2013 has been a painful year for China's coal industry. According to a report from the China Coal Transport and Distribution Association, as many as 26 large-scale coal enterprises have seen profit losses totaling nearly 5 billion yuan (roughly $800 million), while 16 provinces reported declines in output. No corner of the industry has been spared the effects of the country's ongoing economic slowdown, which has sent domestic coal prices tumbling anywhere from 45 to 90 yuan per ton since 2012, but China's smaller coal operators have been the hardest hit.

Indeed, the coal association's report reflects the mounting pressures faced by small-scale coal producers in a market marred by lagging demand, falling coal prices at home and abroad, and increasingly restricted access to credit for all but the most well-connected state-owned enterprises. Yet this development could help Beijing, which has long tried to consolidate China's disparate coal producers. For Beijing, industrial consolidation serves a variety of deeper political imperatives. It rationalizes and stabilizes national coal output; it enhances economic interdependencies between regions; and it strengthens the central government's position vis-a-vis local governments in traditional coal mining regions.

Market Forces

From its inception through the early years of Mao Zedong's rule, China's coal industry was concentrated in just a few provinces, where a handful of major state-owned mines accounted for most of the country's coal output. But after Deng Xiaoping took power in 1978, it became clear that centering the coal industry primarily on the state would not sufficiently meet the demands of China's ballooning "Reform and Opening" economy.
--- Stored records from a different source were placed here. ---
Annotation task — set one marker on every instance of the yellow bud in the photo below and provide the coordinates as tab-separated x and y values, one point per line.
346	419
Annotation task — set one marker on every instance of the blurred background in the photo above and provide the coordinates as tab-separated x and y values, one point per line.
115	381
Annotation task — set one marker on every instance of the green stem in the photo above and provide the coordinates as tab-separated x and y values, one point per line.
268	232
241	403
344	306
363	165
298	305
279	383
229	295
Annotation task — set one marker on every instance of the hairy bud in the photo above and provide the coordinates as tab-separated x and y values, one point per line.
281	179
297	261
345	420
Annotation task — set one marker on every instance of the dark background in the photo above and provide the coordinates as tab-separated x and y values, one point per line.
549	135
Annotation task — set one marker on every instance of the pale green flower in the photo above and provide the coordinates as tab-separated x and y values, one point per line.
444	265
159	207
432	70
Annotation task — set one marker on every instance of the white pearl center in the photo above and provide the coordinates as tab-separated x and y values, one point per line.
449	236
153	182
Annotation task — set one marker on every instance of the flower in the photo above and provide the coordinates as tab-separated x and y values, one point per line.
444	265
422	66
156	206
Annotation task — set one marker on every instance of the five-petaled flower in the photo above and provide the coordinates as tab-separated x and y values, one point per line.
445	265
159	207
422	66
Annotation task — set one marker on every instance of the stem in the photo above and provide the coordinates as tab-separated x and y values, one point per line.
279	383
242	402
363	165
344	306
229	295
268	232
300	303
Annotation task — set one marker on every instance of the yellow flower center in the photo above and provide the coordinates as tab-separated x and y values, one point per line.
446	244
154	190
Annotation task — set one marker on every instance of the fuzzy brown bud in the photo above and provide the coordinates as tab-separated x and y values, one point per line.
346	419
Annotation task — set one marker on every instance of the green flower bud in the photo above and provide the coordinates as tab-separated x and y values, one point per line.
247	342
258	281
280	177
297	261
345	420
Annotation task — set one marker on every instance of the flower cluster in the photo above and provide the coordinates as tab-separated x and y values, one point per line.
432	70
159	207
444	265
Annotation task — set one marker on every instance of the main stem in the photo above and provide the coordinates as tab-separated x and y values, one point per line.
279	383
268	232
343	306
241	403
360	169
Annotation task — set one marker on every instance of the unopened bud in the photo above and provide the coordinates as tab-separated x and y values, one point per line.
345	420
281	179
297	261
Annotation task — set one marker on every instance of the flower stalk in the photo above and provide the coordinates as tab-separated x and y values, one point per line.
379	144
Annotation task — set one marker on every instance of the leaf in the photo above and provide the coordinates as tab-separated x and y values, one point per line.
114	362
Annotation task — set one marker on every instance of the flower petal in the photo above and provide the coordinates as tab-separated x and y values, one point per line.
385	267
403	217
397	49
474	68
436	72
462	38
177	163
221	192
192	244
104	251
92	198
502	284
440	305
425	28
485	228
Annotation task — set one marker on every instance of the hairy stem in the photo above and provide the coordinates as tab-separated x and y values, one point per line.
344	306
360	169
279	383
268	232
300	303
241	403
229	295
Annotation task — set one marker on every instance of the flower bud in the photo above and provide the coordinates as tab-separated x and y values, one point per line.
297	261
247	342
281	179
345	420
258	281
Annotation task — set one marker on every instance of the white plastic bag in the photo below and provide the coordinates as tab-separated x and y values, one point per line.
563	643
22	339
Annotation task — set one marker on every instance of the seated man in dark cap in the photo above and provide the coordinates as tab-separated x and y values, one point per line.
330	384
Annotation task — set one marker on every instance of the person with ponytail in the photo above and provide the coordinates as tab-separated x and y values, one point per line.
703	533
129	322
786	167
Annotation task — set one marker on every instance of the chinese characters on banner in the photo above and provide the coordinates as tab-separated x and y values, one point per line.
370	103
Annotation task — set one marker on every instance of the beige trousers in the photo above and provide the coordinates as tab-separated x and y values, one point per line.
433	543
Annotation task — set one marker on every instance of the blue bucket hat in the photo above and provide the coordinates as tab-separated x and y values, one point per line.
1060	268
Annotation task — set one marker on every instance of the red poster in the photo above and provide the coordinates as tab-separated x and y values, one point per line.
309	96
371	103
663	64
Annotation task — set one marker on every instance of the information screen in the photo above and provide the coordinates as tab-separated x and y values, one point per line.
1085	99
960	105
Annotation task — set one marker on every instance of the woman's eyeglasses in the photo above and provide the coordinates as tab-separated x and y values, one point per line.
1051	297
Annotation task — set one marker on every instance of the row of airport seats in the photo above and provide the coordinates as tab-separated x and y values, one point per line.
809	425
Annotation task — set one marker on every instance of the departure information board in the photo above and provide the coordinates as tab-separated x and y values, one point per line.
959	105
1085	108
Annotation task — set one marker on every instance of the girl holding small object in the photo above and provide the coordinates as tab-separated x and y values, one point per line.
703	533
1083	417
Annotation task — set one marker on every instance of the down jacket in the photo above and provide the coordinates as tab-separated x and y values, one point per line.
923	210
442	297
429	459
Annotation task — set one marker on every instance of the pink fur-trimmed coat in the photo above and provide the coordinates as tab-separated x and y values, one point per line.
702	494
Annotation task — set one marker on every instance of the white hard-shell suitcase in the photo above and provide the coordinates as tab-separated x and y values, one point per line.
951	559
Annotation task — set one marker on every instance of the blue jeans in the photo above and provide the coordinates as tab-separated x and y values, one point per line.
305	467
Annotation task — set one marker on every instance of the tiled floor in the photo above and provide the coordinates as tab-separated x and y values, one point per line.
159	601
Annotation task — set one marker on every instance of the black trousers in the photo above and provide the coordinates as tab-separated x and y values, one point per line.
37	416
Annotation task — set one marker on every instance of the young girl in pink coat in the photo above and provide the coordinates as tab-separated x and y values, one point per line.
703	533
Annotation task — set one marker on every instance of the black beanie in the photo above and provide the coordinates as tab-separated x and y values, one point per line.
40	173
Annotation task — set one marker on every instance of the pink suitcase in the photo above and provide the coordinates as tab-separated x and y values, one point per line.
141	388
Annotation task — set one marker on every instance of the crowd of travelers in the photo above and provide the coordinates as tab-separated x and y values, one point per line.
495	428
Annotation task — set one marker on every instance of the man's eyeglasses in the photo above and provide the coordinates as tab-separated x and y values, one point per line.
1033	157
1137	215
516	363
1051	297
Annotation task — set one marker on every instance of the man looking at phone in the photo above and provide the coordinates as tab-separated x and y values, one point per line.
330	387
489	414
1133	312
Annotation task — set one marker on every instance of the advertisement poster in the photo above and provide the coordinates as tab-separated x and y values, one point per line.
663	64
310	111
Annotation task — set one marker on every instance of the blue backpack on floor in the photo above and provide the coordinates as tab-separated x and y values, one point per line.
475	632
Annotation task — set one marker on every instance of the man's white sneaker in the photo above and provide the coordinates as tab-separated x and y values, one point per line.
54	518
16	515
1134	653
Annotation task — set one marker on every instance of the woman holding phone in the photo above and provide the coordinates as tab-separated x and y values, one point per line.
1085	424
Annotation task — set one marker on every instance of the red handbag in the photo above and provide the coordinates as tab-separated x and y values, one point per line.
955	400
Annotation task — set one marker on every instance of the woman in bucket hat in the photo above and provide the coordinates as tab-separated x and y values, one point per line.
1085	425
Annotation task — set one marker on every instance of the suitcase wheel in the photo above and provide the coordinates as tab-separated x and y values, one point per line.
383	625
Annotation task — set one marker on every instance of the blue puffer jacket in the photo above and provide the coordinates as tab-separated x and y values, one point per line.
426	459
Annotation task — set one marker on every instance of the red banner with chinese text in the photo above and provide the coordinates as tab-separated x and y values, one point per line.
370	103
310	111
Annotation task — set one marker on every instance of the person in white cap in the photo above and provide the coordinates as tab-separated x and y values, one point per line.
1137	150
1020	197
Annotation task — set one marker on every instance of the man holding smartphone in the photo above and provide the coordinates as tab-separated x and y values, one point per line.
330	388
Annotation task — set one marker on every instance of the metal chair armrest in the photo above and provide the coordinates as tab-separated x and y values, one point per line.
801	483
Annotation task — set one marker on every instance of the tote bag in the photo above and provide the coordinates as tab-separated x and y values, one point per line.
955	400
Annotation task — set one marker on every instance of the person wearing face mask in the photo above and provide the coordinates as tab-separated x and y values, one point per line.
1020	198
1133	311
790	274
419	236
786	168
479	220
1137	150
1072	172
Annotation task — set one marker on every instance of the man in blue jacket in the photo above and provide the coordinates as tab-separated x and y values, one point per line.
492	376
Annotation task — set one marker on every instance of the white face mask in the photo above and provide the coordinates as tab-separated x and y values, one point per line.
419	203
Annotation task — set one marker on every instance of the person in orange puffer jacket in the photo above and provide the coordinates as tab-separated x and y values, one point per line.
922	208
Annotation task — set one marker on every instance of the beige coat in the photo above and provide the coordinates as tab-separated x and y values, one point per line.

This realization gave rise to thousands of small-scale coal operations. Production increased accordingly, but it did so at the expense of central coordination and oversight. Thus, after 1985, small-scale miners with ties to the government replaced the larger conglomerates as the dominant coal producers in the country. In the late 1990s, China's leaders, concerned that a fragmented coal industry would empower local governments, began to rein in small-scale miners under the aegis of the state.

But Beijing's consolidation efforts have largely been unsuccessful. Despite the rise of integrated coal conglomerates such as the Shenhua Group, through which Beijing hopes to concentrate its own indirect control of domestic coal production and distribution, China's coal industry remained highly fragmented throughout the 2000s. As late as 2009, small-scale "township and village" mines accounted for almost 30 percent of Chinese national output — nearly equivalent to total annual production by the world's second-largest supplier, the United States.

As long as coal demand and prices were high, as they were for most of the 2000s, efforts to weed out inefficiencies and redundancies through government-mandated consolidation went largely unheeded. Local governments had a strong incentive to keep small-scale local mines operating — they generated revenue and kept employment high. Central government crackdowns on legal and illegal township and village mines and their illegal counterparts often reproduced and aggravated the problems they tried to solve, leading to even more illegal mines with even worse working conditions and generating more waste and overcapacity.

Now, with China's economy entering a period of chronically slower growth (and, by extension, slower growth in demand for the resources and raw materials that power its industrial sector), the central government's push to consolidate key industries appears to be gaining new traction. While falling prices have forced virtually all coal producers to cut back on production this year, by far the steepest declines in output have come from China's smaller, privately owned mines. Between January and May, smaller private mines' output fell 13.9 percent from the same period in 2012, compared to a modest 1.1 percent growth in output from large state-owned coal enterprises.

Several factors could have contributed to falling output from small-scale producers earlier this year. These factors include long-term issues, such as steadily depleting coal reserves in traditional mining provinces like Henan and Shandong, where township and village mines are most prevalent; ongoing central and provincial government crackdowns on non-state and illegal mines; and recent efforts by Beijing to curb the flow of informal, or "shadow," credit to riskier private enterprises. But underlying these is the simpler fact that market forces, which for much of the last decade militated against Beijing's consolidation efforts by sustaining local markets for profit-driven private producers, are making it harder than ever for miners without government life support to survive.

Temporary Disruptions

Declining coal demand and prices will continue to aid Beijing's industrial consolidation drive by eliminating increasingly unprofitable private coal enterprises and forcing those that survive to amalgamate or be subsumed under state-controlled entities. But consolidation is a long-term process. Even if China's top producers were to rapidly increase output in the second half of the year to compensate for the private sector's shortfalls, their contribution to national output would not likely exceed 45 percent (at the end of 2012, the top 10 state-owned coal enterprises accounted for 36 percent of total Chinese production). In the meantime, continued economic slowdown and falling coal prices create ample room for even larger declines in private mines' output and, in turn, temporary but sharp domestic supply disruptions.

In the first half of 2013, Chinese coal consumption growth slowed; it grew by only 1.8 percent. Even if consumption growth slows further throughout 2013-2014, China would remain by far the world's largest coal consumer. And as seen after 2009, when China suddenly transformed from a net exporter of coal to the world's largest coal importer, any fluctuation in China's domestic supply and demand balance can have enormous repercussions for international coal markets.